Both of these activities were illegal. The providers in these cases are not cab companies or hotels but they do offer similar services. These economic activities are usually licensed. With virtually certainty, the preamble to the licensing law says something about protecting the consumers of taxi rides and hotels rooms. Preambles notwithstanding, these laws are primarily about two things, neither of which is the safety of the consumer. They are about money for the controlling entity and monopoly protection for more-established service providers. Safety is at best an afterthought; at worst, a cynical excuse to exercise the power to tax and the power to protect political allies from free-market competition.
Both the Philadelphia and the New York mini-entrepreneurs offer their services to a small community of insiders. They either choose not to make their activities known to the broader public or are unable to do so. They either choose or were forced to limit their market. Maybe it is fear of the authorities, maybe fear of dealing with strangers in unknown situations. This is fine if they have all the business they want but a loss if they want more.
Small scale entrepreneurs are not unusual; they certainly predate the internet. The internet, however, has facilitated new ways of doing things. Up pops AirBnB and Uber and Lyft and other firms which organize and protect the process of providing person-to-person services.
AirBnB is an online registry on which people can offer or find overnight accommodations virtually anywhere in the world. These can be rooms in private homes or whole apartments; even houseboats and treehouses. The service includes a rating system wherein both the providers and users of these accommodations are rated by the other. The company has insurance protecting the owner’s property. AirBnB offers more accommodations for short-term rentals than the world’s largest hotel chains.
Uber and Lyft provide a dispatch service similar to that which cab companies use to route its cabs. Private individuals pick up extra bucks driving others around town. By agreement, the company and the drivers split the fares. Again, there is a rating system and overriding insurance. If Uber or Lyft were more formally a cab company, either would likely be the largest on the planet.
So what’s the problem? To the statists, it is simply offensive that someone would engage in economic activity without the express approval of the government. What modern communication capacity brings to the table, however, is an alternative to government control. For service and safety, customer/provider ratings are generally superior to government inspection and approval. The aggregate experience of all users provides much better information than a simple up-or-down approval based on some bureaucrat’s annual inspection.

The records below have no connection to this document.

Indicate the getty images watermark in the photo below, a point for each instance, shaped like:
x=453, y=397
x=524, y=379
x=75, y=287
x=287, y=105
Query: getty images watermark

Can something go terribly wrong? Yes, and the bigger the system, the more likely there will in fact be serious failures. Someone will die on the way to the airport in a private car. But someone will die in a government-sanctioned cab as well. Would you rather rely on multiple users tagging a provider for a rickety car or on a government inspector of unknown diligence, infrequently making a similar determination on narrow grounds? Poor service is more likely to be identified much sooner and more accurately with a rating system.
Those with a stake in the status quo ante predictably balk at these innovations. New York has enforced laws which make it illegal for accommodations to be rented out for under a month at a time. A Manhattan elected official opposed short-term rentals due to the alleged inconvenience and danger to other tenants. Taxi owners wonder why they spent $100,000 for a medallion. French cabbies block the roundabout at the Arc de Triomphe in a protest against licensing more cabs. Unlicensed freelancers? That’s even worse.
Why would government agencies try to control these ventures? The obvious answer is they want their piece of the action. All other reasons notwithstanding, above all else, they want their piece of the action.
Companies like AirBnB, Uber and Lyft have allowed Joe to be a one-cab taxi company and Mary to run a one-room hotel. This a threat to existing providers of these services. The question remains, however, why would the government want to prevent simple economic transactions between consenting adults who judge their exchanges to be of mutual benefit? Are hotels and taxi companies entitled to provide their services to the public to the exclusion of others who might also opt to do so? Why should those who benefit from government licensing be entitled to that benefit in perpetuity to the exclusion of all others?